Type 2 diabetic (T2D) subjects have a significantly higher risk of developing mild cognitive impairment (MCI) and dementia than age-matched non-diabetic individuals. However, the accurate evaluation of cognitive status is based on complex neuropsychological tests, which makes their incorporation into the current standard of care for the T2D population infeasible.
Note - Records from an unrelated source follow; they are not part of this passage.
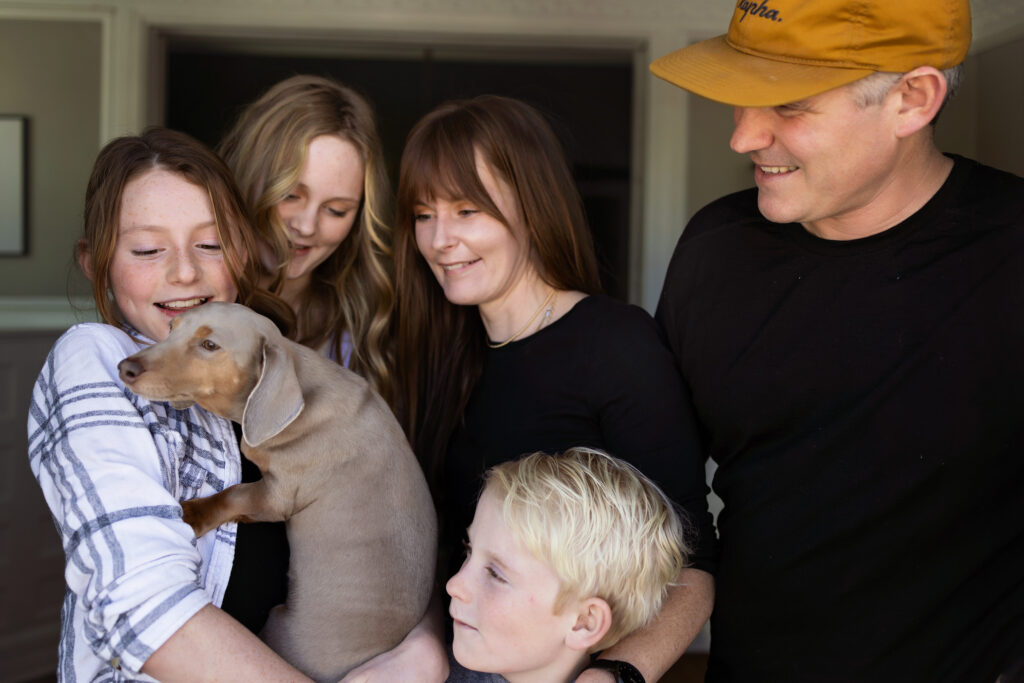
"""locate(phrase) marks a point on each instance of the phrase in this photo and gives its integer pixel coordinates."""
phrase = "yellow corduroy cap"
(780, 51)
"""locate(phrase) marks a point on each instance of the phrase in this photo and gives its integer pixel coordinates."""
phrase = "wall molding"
(44, 313)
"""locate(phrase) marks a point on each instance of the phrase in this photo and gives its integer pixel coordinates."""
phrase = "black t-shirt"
(600, 377)
(864, 402)
(259, 573)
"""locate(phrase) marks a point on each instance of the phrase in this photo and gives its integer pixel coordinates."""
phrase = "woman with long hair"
(505, 345)
(307, 158)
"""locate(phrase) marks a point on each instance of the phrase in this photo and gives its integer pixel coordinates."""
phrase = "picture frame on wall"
(13, 185)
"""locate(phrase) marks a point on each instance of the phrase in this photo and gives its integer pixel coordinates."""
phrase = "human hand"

Given that the ability to maintain visual gaze on a single location (fixation) is hampered in Alzheimer’s disease (AD), the aim of the present study was: (1) To assess whether the evaluation of gaze fixation during fundus-driven microperimetry correlated with cognitive status in T2D subjects; (2) to examine whether the addition of fixational parameters to the assessment of retinal sensitivity increased the predictive value of retinal microperimetry in identifying T2D subjects with MCI. For this purpose, fixation parameters and retinal sensitivity were compared in three age-matched groups of T2D subjects: normocognitive (n = 34), MCI (n = 33), and AD (n = 33). Our results showed that fixation is significantly more unstable in MCI subjects than normocognitive subjects, and even more altered in those affected by AD (ANOVA; p < 0.01). Moreover, adding fixation parameters to retinal sensitivity significantly increases the predictive value in identifying those subjects with MCI: ROC (Receiver Operating Characteristic) Area 0.68 with retinal sensitivity alone vs. ROC Area 0.86 when parameters of fixation are added to retinal sensitivity (p < 0.01). In conclusion, our results suggest that fixational eye movement parameters assessed by fundus-microperimetry represent a new tool for identifying T2D subjects at risk of dementia
Dementia; Diabetes; Microperimetry
Simó-Servat O, Ciudin A, Ortiz-Zúñiga Á, Hernández C, Simó R. Usefulness of Eye Fixation Assessment for Identifying Type 2 Diabetic Subjects at Risk of Dementia. J Clin Med. 2019;8(1):59.